You'll come across some folks saying the following: "just make the directory and chown it to user postgres". And they would be right (partially), make the directory chown it, and restart the postgres service and all will be peachy. But, restart your system and naturally the problem persists.

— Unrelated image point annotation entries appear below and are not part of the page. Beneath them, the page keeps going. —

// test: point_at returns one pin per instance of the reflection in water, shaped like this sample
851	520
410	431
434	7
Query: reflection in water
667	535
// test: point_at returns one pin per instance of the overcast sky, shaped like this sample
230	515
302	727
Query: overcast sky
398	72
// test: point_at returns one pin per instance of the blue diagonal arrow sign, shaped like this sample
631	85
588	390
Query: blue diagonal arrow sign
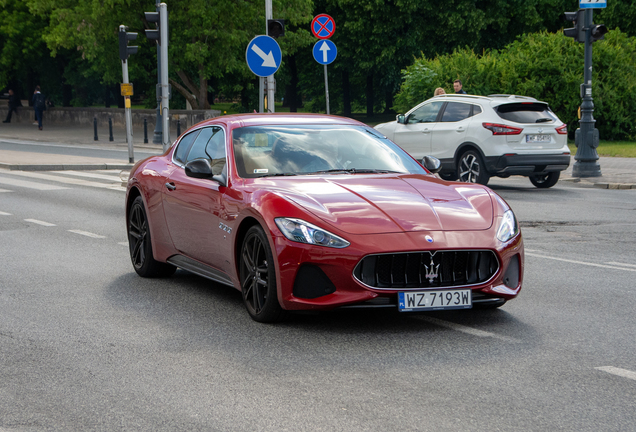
325	51
263	56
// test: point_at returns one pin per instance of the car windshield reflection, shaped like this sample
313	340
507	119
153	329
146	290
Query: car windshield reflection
317	150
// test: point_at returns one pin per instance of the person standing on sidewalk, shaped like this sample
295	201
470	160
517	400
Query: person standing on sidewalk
14	103
39	105
459	88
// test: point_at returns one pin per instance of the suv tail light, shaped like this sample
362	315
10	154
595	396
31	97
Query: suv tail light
499	129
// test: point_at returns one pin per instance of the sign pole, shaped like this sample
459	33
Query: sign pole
326	89
587	137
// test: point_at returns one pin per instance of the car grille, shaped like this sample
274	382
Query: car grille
429	269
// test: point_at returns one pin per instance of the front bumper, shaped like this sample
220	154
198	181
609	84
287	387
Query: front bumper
321	278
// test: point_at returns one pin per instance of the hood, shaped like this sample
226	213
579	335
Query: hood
359	204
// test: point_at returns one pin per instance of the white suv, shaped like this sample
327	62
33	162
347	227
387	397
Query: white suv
477	137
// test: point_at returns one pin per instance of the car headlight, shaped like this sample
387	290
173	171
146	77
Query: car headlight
508	228
303	232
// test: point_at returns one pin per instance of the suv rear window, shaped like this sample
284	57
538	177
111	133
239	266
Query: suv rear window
526	113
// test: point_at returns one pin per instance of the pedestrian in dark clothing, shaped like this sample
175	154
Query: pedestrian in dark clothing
39	105
14	103
459	88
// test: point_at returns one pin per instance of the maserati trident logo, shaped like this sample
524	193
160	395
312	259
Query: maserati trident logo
432	271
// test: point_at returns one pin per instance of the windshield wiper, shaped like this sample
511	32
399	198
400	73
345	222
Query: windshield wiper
356	171
279	174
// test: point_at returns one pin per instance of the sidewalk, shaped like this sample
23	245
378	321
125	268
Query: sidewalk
617	173
80	136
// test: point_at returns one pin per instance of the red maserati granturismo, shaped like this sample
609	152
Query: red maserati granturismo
316	212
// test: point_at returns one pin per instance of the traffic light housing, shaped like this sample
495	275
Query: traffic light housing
578	31
597	32
155	34
124	49
275	28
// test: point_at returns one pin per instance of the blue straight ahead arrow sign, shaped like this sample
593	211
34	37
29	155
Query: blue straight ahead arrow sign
263	56
325	52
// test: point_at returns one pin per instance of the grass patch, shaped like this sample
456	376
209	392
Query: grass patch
612	148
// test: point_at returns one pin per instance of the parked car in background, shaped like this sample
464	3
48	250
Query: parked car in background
314	212
477	137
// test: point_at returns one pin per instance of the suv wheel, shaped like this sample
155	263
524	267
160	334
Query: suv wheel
544	181
471	168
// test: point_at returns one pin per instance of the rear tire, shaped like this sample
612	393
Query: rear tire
471	168
258	278
544	181
140	245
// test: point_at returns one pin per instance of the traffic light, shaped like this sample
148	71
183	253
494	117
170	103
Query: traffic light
156	34
597	32
578	31
275	28
124	37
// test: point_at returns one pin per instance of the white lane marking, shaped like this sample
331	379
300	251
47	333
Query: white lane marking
87	234
466	329
114	179
618	371
580	262
35	221
621	264
29	185
66	180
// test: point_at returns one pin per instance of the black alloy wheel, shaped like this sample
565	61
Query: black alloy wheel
140	246
471	168
544	181
258	277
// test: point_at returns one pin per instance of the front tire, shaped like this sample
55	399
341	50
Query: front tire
544	181
258	277
140	245
471	168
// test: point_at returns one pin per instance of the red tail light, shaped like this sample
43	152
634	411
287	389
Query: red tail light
498	129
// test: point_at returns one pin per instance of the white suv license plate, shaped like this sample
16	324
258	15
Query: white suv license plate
435	300
537	138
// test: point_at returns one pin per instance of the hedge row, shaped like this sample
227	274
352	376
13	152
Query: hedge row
545	66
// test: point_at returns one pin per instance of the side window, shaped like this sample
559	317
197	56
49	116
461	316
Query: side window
184	147
210	144
456	111
426	113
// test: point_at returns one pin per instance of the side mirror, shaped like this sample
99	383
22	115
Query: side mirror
432	164
201	168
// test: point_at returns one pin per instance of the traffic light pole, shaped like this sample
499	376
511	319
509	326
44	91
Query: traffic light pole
163	27
157	136
587	137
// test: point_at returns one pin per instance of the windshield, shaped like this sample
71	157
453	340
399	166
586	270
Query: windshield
262	151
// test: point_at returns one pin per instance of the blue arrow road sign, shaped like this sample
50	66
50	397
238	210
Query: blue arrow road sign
592	4
325	51
263	56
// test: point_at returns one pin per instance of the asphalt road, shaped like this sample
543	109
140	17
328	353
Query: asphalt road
85	344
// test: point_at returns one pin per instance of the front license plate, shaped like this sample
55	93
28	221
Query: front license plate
434	300
537	138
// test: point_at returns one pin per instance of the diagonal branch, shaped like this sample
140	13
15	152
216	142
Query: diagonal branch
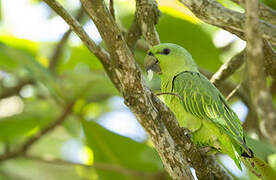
265	12
59	47
211	12
147	17
228	68
153	115
23	149
15	90
260	95
77	28
214	13
174	147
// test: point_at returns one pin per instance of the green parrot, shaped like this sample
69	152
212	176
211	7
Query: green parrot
197	103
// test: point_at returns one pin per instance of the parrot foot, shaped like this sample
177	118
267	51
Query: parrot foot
205	150
186	132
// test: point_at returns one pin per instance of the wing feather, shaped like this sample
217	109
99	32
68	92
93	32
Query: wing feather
202	99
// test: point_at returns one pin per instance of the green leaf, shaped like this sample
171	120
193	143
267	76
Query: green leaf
36	114
36	71
79	57
92	86
191	37
111	148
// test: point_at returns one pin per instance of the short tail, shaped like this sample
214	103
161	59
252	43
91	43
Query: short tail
248	154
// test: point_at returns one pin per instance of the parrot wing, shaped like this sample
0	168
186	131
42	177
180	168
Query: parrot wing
203	100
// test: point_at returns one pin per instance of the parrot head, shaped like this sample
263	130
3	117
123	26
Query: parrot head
168	60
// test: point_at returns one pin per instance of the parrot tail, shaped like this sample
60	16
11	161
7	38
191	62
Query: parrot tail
248	155
247	152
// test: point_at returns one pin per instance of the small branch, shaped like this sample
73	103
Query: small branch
227	86
233	92
147	17
77	28
100	166
168	93
265	12
260	95
23	149
211	12
111	8
15	90
59	47
228	68
214	13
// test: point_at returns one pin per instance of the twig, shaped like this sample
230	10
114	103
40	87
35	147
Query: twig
59	47
77	28
227	86
15	90
211	12
214	13
111	8
265	12
231	94
228	68
169	93
23	149
260	95
100	166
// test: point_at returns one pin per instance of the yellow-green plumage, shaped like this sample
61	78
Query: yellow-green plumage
201	108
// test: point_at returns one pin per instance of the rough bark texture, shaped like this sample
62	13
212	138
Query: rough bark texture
260	94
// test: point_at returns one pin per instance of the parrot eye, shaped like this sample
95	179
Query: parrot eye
150	54
166	51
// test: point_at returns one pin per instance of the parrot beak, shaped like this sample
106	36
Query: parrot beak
151	64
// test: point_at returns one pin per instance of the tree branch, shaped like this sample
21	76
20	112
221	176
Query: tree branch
23	149
147	17
101	166
265	12
59	47
228	68
211	12
77	28
214	13
260	95
154	116
15	90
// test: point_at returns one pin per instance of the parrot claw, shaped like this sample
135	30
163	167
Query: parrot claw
205	150
150	74
186	132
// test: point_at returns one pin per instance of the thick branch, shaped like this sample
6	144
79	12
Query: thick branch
77	28
147	17
59	47
228	68
260	95
214	13
23	149
101	166
265	12
149	110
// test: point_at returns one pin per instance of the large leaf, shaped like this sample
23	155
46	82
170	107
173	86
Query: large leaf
92	86
191	37
111	148
36	71
36	114
79	57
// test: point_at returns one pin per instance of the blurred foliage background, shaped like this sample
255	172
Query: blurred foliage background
44	67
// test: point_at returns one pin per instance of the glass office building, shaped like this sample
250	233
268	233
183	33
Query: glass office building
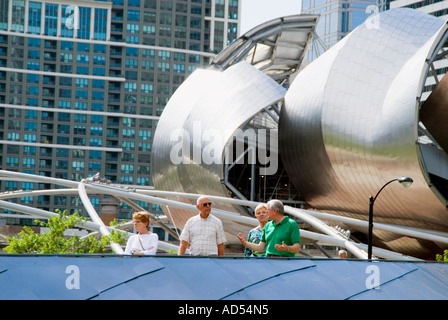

To fix the thing for good you'll want to edit your postgresql.service file, for most people that will be located at: /usr/lib/systemd/system/postgresql.service. It should look something like this:

[Unit]
Description=PostgreSQL database server
After=network.target

[Service]
Type=forking
TimeoutSec=120
User=postgres
Group=postgres

Environment=PGROOT=/var/lib/postgres

SyslogIdentifier=postgres
PIDFile=/var/lib/postgres/data/postmaster.pid

PermissionsStartOnly=true
ExecStartPre=-/usr/bin/mkdir -p /run/postgresql
ExecStartPre=/usr/bin/chown -R postgres:postgres /run/postgresql
ExecStartPre=/usr/bin/postgresql-check-db-dir ${PGROOT}/data
ExecStart=/usr/bin/pg_ctl -s -D ${PGROOT}/data start -w -t 120
ExecReload=/usr/bin/pg_ctl -s -D ${PGROOT}/data reload
ExecStop=/usr/bin/pg_ctl -s -D ${PGROOT}/data stop -m fast

# Due to PostgreSQL's use of shared memory, OOM killer is often overzealous in
# killing Postgres, so adjust it downward
OOMScoreAdjust=-200

# Additional security-related features
PrivateTmp=true
ProtectSystem=full
NoNewPrivileges=true

[Install]
WantedBy=multi-user.target

Notice these extra lines:

PermissionsStartOnly=true
ExecStartPre=-/usr/bin/mkdir -p /run/postgresql
ExecStartPre=/usr/bin/chown -R postgres:postgres /run/postgresql

And that's it. The PermissionsStartOnly in the sample above, tells systemd to run everything before ExecStart as root, which is needed in order to create the directory. The minus sign after the equal tells systemd to ignore errors coming from that command, expected when the directory already exists.